Kafka’s fictional worlds had a nightmarishly complex, bizarre or illogical quality.

Cllr Cristofoli made the analogy after the policy and resources committee pledged £40,000 for a mountain biking pump track.

The council claimed in an earlier public consultation the cash came from renting land for a phone mast.

He said: “I raised the pump track issue and they repeated their line that the consultation was accurate. As a result I voted against the budget, which allocated £40,000 of reserves to it.

“I proposed a motion that £40,000 should be set aside for the maintenance and dredging of Kings Pond, and it was opposed. They changed the motion to a vague allocation of the funds to open spaces.

“It feels like I’m living out a Kafka play where one rule is applied to favoured projects and then the opposite to 
others.”

Committee chairman Cllr Graham Titterington said: “I can assure you that we do not debate in a Kafkaesque fashion.

“The committee thought it premature to allocate the money specifically to Kings Pond as currently we do not have a management plan for Kings Pond, costed and backed by expert opinion, detailing what actions are needed.

“The committee is certainly not anti-Kings Pond and by allocating these reserves to open spaces it nudged expenditure in that direction, but without closing off other projects that might arise with a greater urgency or which might deliver greater community benefit.

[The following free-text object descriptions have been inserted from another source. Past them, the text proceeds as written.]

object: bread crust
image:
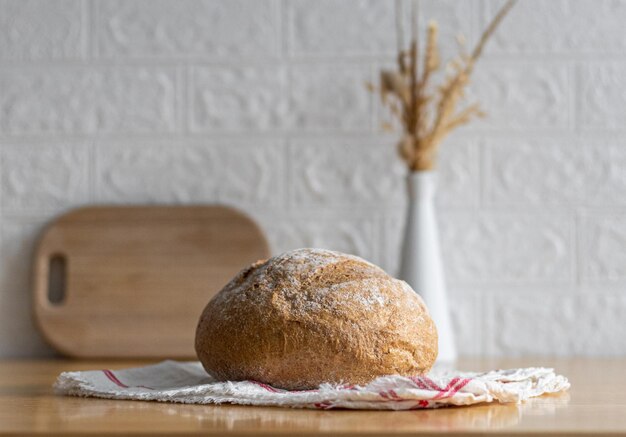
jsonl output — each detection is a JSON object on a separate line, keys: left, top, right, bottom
{"left": 195, "top": 248, "right": 438, "bottom": 390}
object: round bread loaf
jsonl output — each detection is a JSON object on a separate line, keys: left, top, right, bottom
{"left": 195, "top": 248, "right": 437, "bottom": 390}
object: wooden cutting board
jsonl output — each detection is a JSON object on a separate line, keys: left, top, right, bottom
{"left": 33, "top": 206, "right": 270, "bottom": 358}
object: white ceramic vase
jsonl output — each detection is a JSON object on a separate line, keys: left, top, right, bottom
{"left": 399, "top": 171, "right": 457, "bottom": 364}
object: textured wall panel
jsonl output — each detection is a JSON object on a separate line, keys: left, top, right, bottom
{"left": 0, "top": 0, "right": 625, "bottom": 357}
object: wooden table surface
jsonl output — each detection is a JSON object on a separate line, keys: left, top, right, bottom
{"left": 1, "top": 357, "right": 625, "bottom": 436}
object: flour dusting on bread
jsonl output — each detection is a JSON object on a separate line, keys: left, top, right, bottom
{"left": 195, "top": 248, "right": 438, "bottom": 390}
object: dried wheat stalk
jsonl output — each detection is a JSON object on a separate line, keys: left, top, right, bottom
{"left": 370, "top": 0, "right": 516, "bottom": 171}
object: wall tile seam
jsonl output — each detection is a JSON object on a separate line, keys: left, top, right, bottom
{"left": 87, "top": 139, "right": 97, "bottom": 206}
{"left": 288, "top": 201, "right": 484, "bottom": 208}
{"left": 190, "top": 60, "right": 380, "bottom": 71}
{"left": 571, "top": 212, "right": 579, "bottom": 285}
{"left": 437, "top": 210, "right": 578, "bottom": 217}
{"left": 6, "top": 130, "right": 626, "bottom": 143}
{"left": 287, "top": 200, "right": 542, "bottom": 209}
{"left": 573, "top": 128, "right": 626, "bottom": 134}
{"left": 1, "top": 208, "right": 579, "bottom": 221}
{"left": 10, "top": 206, "right": 592, "bottom": 220}
{"left": 276, "top": 138, "right": 292, "bottom": 211}
{"left": 0, "top": 60, "right": 197, "bottom": 68}
{"left": 278, "top": 0, "right": 289, "bottom": 58}
{"left": 576, "top": 209, "right": 626, "bottom": 215}
{"left": 480, "top": 288, "right": 626, "bottom": 298}
{"left": 83, "top": 0, "right": 92, "bottom": 60}
{"left": 447, "top": 131, "right": 626, "bottom": 141}
{"left": 10, "top": 52, "right": 626, "bottom": 66}
{"left": 571, "top": 60, "right": 580, "bottom": 133}
{"left": 477, "top": 135, "right": 487, "bottom": 209}
{"left": 255, "top": 208, "right": 395, "bottom": 217}
{"left": 482, "top": 290, "right": 495, "bottom": 356}
{"left": 446, "top": 279, "right": 580, "bottom": 287}
{"left": 0, "top": 205, "right": 310, "bottom": 218}
{"left": 475, "top": 290, "right": 487, "bottom": 354}
{"left": 0, "top": 58, "right": 390, "bottom": 69}
{"left": 401, "top": 127, "right": 578, "bottom": 135}
{"left": 88, "top": 139, "right": 293, "bottom": 148}
{"left": 285, "top": 140, "right": 296, "bottom": 210}
{"left": 564, "top": 59, "right": 575, "bottom": 132}
{"left": 179, "top": 65, "right": 191, "bottom": 136}
{"left": 379, "top": 215, "right": 394, "bottom": 269}
{"left": 458, "top": 284, "right": 604, "bottom": 293}
{"left": 4, "top": 192, "right": 626, "bottom": 213}
{"left": 25, "top": 131, "right": 626, "bottom": 143}
{"left": 0, "top": 147, "right": 3, "bottom": 220}
{"left": 0, "top": 133, "right": 336, "bottom": 143}
{"left": 368, "top": 62, "right": 378, "bottom": 134}
{"left": 0, "top": 138, "right": 392, "bottom": 149}
{"left": 376, "top": 218, "right": 387, "bottom": 267}
{"left": 273, "top": 0, "right": 284, "bottom": 59}
{"left": 280, "top": 0, "right": 291, "bottom": 59}
{"left": 175, "top": 64, "right": 185, "bottom": 135}
{"left": 288, "top": 137, "right": 397, "bottom": 145}
{"left": 7, "top": 52, "right": 626, "bottom": 64}
{"left": 0, "top": 127, "right": 590, "bottom": 137}
{"left": 254, "top": 206, "right": 522, "bottom": 215}
{"left": 580, "top": 277, "right": 626, "bottom": 284}
{"left": 297, "top": 208, "right": 597, "bottom": 216}
{"left": 479, "top": 202, "right": 626, "bottom": 209}
{"left": 481, "top": 138, "right": 626, "bottom": 147}
{"left": 0, "top": 210, "right": 392, "bottom": 220}
{"left": 470, "top": 0, "right": 480, "bottom": 53}
{"left": 481, "top": 53, "right": 626, "bottom": 61}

“In any event it was felt that choosing between open spaces projects was a matter for consideration at open spaces 
committee.”

Cllr Titterington said the online consultation about the pump track at Anstey Park was “to check that the public are still behind this scheme”.

He added: “It is something that we have been discussing for a long time, I think at least a couple of years.

“It was formally included in the budget last year, which was passed by both policy and resources committee and by full council last year, but work has got delayed into the coming financial year.

“I am surprised a councillor who was on these committees at the time should withdraw his support at this late stage.”